As ações recentes das duas guerrilhas com as quais o governo de Petro fez mais progressos em seu objetivo de banir o conflito armado do país deixam dúvidas sobre a direção de ambos os processos e sobre a real vontade dos grupos armados de chegar a acordos.
O Estado-Maior Central (EMC), maior grupo dissidente das FARC, culpou o governo no domingo pela suspensão das conversas, alegando que “o Estado falhou totalmente em cumprir os compromissos assumidos, incluindo o de que os militares deveriam deixar as zonas conforme prometido; no entanto, a resposta foi aumentar a presença da força”.
Esse anúncio coincidiu com a retenção, ontem, pela comunidade de El Plateado, no departamento de Cauca (sudoeste), de 200 soldados que haviam chegado à cidade para garantir a realização das eleições para prefeito e governador no dia 29 de outubro e que, de acordo com o EMC, já deveriam ter deixado o vilarejo, que fica em uma área sob seu controle.
De acordo com o major do exército Andrés Mahecha, comandante da unidade detida em El Plateado, o que aconteceu foi “um sequestro” e ele culpou os membros da frente Carlos Patiño do EMC pelo ocorrido, “que constrangeram e intimidaram a população civil a fim de usar suas armas para forçá-los a nos obrigar a realizar um levante”.
“Não pode haver territórios santuários na Colômbia, muito menos territórios dedicados ao tráfico de drogas. Esta é uma boa oportunidade para o governo mostrar firmeza e não tentar reiniciar um compromisso brando. As forças militares devem permanecer lá. O contrário seria manter diálogos sem dignidade”, escreveu na rede social X (ex-Twitter) nesta segunda-feira o ex-ministro Juan Camilo Restrepo, que foi o principal negociador do governo em um diálogo frustrado com o ELN.
Ruído nas conversas
O início de uma negociação com o EMC, grupo que nunca abraçou o acordo de paz de novembro de 2016 entre o governo e as antigas FARC, foi pontuado por desentendimentos que o atrasaram por cinco meses até que, finalmente, em 16 de outubro, abriram a mesa de diálogo em Tibú, na conturbada região de Catatumbo.

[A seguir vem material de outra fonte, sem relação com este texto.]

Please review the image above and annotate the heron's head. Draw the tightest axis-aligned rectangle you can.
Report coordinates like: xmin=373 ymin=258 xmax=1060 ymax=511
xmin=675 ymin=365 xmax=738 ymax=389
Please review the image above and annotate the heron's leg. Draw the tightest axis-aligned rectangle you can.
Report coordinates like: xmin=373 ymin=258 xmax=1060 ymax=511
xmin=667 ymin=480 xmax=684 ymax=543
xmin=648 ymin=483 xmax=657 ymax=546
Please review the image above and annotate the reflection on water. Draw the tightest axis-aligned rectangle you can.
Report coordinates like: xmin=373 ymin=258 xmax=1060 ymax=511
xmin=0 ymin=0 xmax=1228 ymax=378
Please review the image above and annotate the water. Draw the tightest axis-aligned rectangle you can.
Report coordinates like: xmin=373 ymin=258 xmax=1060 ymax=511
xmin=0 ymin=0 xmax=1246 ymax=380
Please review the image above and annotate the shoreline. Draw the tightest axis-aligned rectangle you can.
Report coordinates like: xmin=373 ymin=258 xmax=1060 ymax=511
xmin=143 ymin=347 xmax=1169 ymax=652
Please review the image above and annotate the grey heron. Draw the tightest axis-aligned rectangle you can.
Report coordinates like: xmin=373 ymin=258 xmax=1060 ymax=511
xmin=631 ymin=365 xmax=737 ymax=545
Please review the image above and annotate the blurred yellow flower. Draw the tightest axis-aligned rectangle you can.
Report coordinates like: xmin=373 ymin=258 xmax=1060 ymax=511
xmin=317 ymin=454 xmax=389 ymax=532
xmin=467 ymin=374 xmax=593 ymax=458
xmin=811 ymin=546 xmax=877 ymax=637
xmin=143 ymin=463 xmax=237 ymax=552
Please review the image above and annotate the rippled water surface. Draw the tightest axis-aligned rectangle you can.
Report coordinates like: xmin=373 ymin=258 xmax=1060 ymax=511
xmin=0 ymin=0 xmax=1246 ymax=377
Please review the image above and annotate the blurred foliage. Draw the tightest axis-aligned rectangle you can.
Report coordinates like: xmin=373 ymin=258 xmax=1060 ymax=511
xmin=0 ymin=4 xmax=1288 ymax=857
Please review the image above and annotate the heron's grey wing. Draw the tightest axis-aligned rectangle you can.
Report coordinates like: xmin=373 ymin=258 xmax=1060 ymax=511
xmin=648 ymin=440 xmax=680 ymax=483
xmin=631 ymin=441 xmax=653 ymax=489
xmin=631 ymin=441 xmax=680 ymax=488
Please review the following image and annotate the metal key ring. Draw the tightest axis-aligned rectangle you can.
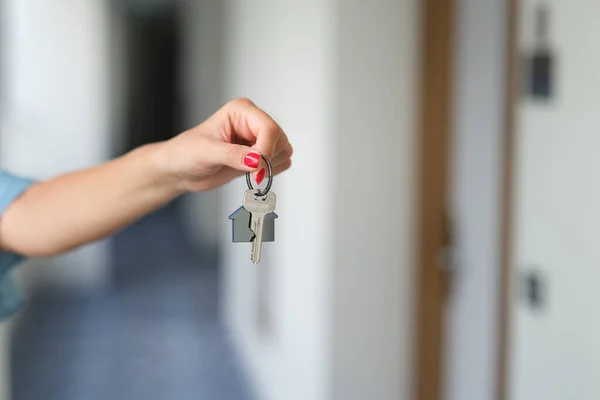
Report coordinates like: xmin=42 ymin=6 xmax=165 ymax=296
xmin=246 ymin=155 xmax=273 ymax=197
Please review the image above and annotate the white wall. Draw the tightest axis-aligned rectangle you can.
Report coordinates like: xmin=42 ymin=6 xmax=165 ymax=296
xmin=221 ymin=0 xmax=335 ymax=400
xmin=220 ymin=0 xmax=419 ymax=400
xmin=329 ymin=0 xmax=420 ymax=400
xmin=508 ymin=0 xmax=600 ymax=400
xmin=445 ymin=0 xmax=507 ymax=400
xmin=0 ymin=0 xmax=114 ymax=287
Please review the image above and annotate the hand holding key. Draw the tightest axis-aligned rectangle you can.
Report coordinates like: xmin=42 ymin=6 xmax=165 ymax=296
xmin=230 ymin=156 xmax=277 ymax=264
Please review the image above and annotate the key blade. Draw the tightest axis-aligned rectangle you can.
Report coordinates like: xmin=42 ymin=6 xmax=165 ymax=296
xmin=244 ymin=190 xmax=276 ymax=264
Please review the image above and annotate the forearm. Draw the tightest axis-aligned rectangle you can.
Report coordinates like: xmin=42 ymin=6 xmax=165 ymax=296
xmin=0 ymin=145 xmax=181 ymax=256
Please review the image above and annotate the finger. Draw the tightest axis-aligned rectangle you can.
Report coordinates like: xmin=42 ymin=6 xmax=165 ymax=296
xmin=205 ymin=140 xmax=261 ymax=171
xmin=227 ymin=99 xmax=287 ymax=159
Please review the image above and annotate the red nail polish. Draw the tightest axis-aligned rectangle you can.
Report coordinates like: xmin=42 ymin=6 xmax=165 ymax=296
xmin=244 ymin=153 xmax=260 ymax=168
xmin=256 ymin=168 xmax=266 ymax=185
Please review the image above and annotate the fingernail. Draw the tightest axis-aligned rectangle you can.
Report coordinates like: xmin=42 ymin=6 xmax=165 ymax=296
xmin=244 ymin=153 xmax=260 ymax=168
xmin=256 ymin=168 xmax=266 ymax=185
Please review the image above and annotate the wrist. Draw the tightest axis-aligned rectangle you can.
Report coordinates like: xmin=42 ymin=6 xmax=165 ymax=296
xmin=131 ymin=142 xmax=187 ymax=198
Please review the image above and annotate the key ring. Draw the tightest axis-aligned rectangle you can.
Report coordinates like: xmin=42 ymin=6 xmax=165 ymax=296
xmin=246 ymin=155 xmax=273 ymax=197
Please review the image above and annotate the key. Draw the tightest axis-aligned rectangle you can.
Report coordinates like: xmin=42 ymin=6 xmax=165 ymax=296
xmin=244 ymin=190 xmax=276 ymax=264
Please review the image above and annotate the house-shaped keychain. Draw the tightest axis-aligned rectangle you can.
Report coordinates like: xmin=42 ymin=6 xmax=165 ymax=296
xmin=229 ymin=206 xmax=278 ymax=243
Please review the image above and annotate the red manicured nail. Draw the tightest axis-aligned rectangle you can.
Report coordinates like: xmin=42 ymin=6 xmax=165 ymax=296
xmin=256 ymin=168 xmax=266 ymax=185
xmin=244 ymin=153 xmax=260 ymax=168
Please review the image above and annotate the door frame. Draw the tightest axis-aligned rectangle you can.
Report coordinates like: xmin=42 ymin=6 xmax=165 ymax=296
xmin=414 ymin=0 xmax=457 ymax=400
xmin=496 ymin=0 xmax=521 ymax=400
xmin=414 ymin=0 xmax=521 ymax=400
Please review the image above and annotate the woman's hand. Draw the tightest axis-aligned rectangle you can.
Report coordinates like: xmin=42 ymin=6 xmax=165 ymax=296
xmin=157 ymin=99 xmax=293 ymax=191
xmin=0 ymin=100 xmax=292 ymax=256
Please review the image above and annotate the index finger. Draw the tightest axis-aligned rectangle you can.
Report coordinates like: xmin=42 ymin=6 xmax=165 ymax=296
xmin=229 ymin=99 xmax=283 ymax=159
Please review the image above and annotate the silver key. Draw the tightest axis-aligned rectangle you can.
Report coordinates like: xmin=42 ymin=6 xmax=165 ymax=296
xmin=244 ymin=190 xmax=276 ymax=264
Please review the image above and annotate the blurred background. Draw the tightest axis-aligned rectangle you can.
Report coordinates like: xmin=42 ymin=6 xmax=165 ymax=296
xmin=0 ymin=0 xmax=600 ymax=400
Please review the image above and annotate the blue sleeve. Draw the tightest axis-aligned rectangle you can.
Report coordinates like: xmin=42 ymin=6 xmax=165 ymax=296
xmin=0 ymin=171 xmax=33 ymax=319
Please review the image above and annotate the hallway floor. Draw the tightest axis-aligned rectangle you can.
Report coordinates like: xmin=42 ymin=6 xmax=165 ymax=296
xmin=13 ymin=200 xmax=251 ymax=400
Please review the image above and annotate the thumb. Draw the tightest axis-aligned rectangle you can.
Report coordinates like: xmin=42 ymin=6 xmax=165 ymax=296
xmin=210 ymin=142 xmax=262 ymax=171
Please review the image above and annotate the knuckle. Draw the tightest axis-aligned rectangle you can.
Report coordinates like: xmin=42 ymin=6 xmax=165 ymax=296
xmin=229 ymin=97 xmax=254 ymax=107
xmin=223 ymin=146 xmax=236 ymax=158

De acordo com os analistas, esse processo foi falho desde o início, incluindo a falta de regras claras sobre o que pode e o que não pode ser feito durante as negociações de paz e os mecanismos para supervisionar o cessar-fogo bilateral até o final do ano, que, de acordo com o anúncio feito ontem pelos dissidentes, “está sendo mantido”, apesar da suspensão das negociações.
As perspectivas são igualmente nebulosas para as conversas com o Exército de Libertação Nacional (ELN), que estão progredindo, mas não estão isentas de problemas, como o sequestro pela guerrilha de Luis Manuel Díaz, pai do atacante colombiano do Liverpool.

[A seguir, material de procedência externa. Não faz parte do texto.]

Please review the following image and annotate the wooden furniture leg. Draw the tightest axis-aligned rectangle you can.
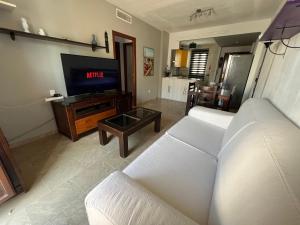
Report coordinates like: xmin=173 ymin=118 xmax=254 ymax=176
xmin=154 ymin=117 xmax=161 ymax=133
xmin=119 ymin=134 xmax=128 ymax=158
xmin=99 ymin=129 xmax=108 ymax=145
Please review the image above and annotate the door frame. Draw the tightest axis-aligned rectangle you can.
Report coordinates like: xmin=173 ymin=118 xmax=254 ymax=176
xmin=112 ymin=30 xmax=136 ymax=106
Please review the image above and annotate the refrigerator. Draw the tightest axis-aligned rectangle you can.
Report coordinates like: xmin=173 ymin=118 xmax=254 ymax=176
xmin=223 ymin=53 xmax=253 ymax=109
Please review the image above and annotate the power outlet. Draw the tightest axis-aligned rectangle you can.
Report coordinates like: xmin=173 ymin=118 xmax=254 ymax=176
xmin=49 ymin=90 xmax=56 ymax=96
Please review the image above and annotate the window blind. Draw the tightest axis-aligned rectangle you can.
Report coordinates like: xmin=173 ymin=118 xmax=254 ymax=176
xmin=189 ymin=49 xmax=208 ymax=79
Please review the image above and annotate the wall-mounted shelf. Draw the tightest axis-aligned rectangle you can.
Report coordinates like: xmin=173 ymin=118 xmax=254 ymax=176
xmin=260 ymin=0 xmax=300 ymax=41
xmin=0 ymin=0 xmax=17 ymax=11
xmin=0 ymin=28 xmax=109 ymax=53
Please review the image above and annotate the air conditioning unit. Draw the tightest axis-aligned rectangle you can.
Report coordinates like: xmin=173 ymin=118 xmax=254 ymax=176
xmin=0 ymin=0 xmax=17 ymax=11
xmin=116 ymin=8 xmax=132 ymax=24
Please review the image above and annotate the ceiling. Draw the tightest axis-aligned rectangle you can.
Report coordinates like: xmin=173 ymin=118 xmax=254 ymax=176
xmin=180 ymin=33 xmax=260 ymax=47
xmin=107 ymin=0 xmax=282 ymax=32
xmin=214 ymin=33 xmax=260 ymax=47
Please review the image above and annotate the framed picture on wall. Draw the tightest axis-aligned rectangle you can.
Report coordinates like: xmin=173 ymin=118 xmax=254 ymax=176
xmin=144 ymin=47 xmax=154 ymax=76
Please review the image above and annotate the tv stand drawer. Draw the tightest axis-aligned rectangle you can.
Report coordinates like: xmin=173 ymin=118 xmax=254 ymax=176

Aureliano Carbonell, um dos negociadores de paz do ELN, já havia alertado na semana passada em entrevista à Agência EFE que o cessar-fogo bilateral de 180 dias acertado com o governo “está em crise” por causa de um ataque do Exército a um de seus acampamentos em Santa Rosa, no departamento de Bolívar, e por conta de uma ofensiva paramilitar nos territórios onde operam.

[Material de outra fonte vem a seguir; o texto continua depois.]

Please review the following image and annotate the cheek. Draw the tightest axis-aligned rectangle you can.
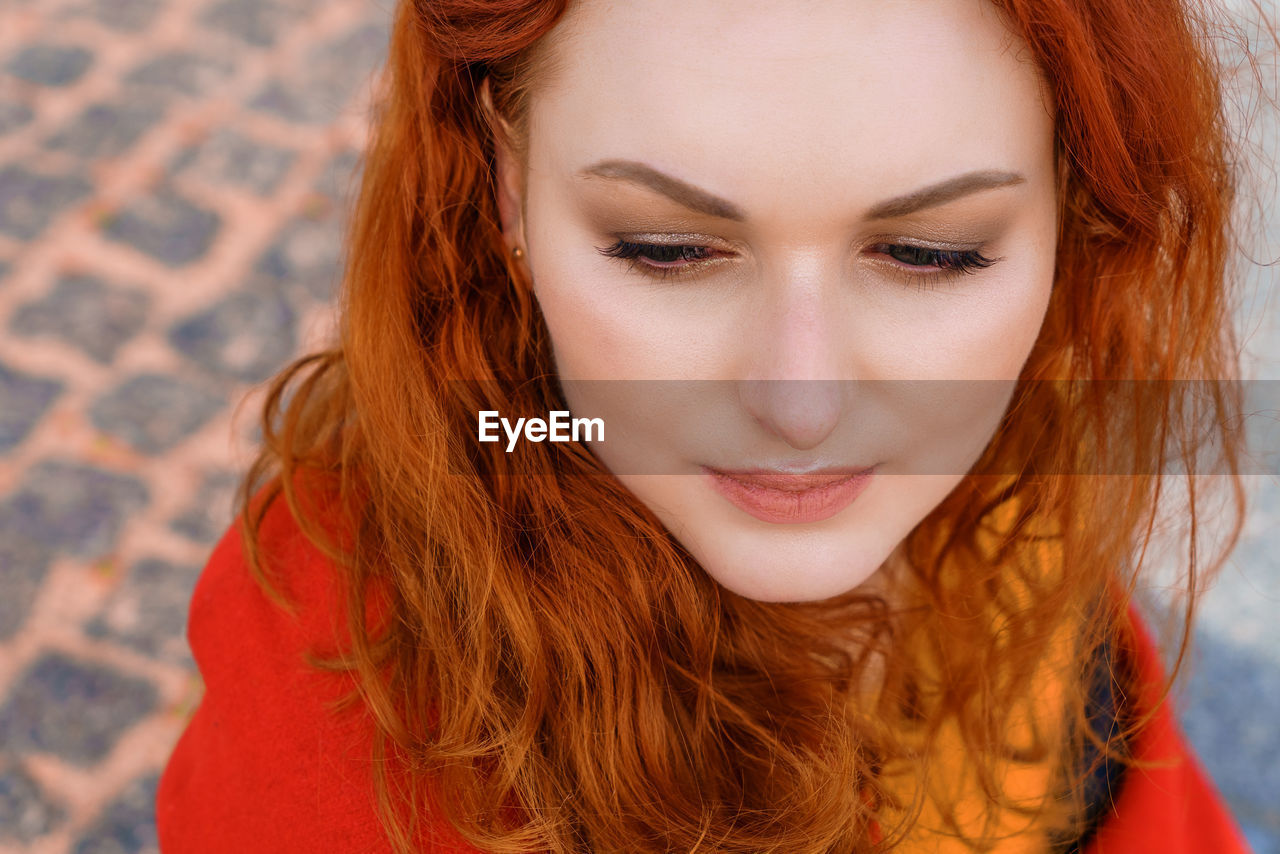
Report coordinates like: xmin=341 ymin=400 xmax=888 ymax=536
xmin=861 ymin=259 xmax=1053 ymax=379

No entanto, foi o sequestro do pai de Luis Díaz, atleta muito querido e mundialmente conhecido, que lançou dúvidas sobre o real compromisso do ELN em encontrar uma solução negociada para o conflito.
De acordo com o pesquisador e consultor de paz Carlos Velandia, que fez parte do ELN por 30 anos, esse sequestro “gera tensões totalmente desnecessárias no processo de paz que começou em novembro do ano passado.
Vários analistas e até mesmo membros do governo concordam com ele, como o ministro do Interior, Luis Fernando Velasco, e o ministro da Defesa, Iván Velásquez, que alertaram sobre o impacto negativo que esse sequestro poderia ter nas negociações de paz com o ELN, pois afeta a confiança entre as partes.
Até mesmo o presidente do partido Comunes, Rodrigo Londoño, que foi o último comandante das FARC, expressou sua solidariedade a Luis Díaz e pediu ao ELN “coerência e coragem”.
“Faço um apelo ao ELN para que reflita e faça uma autocrítica revolucionária. Buscar uma solução negociada para o conflito armado a fim de construir a paz e a justiça social exige coerência e coragem. O povo anseia pelo fim da guerra e isso não pode ser ignorado”, disse Londoño na conta da Comunes no X.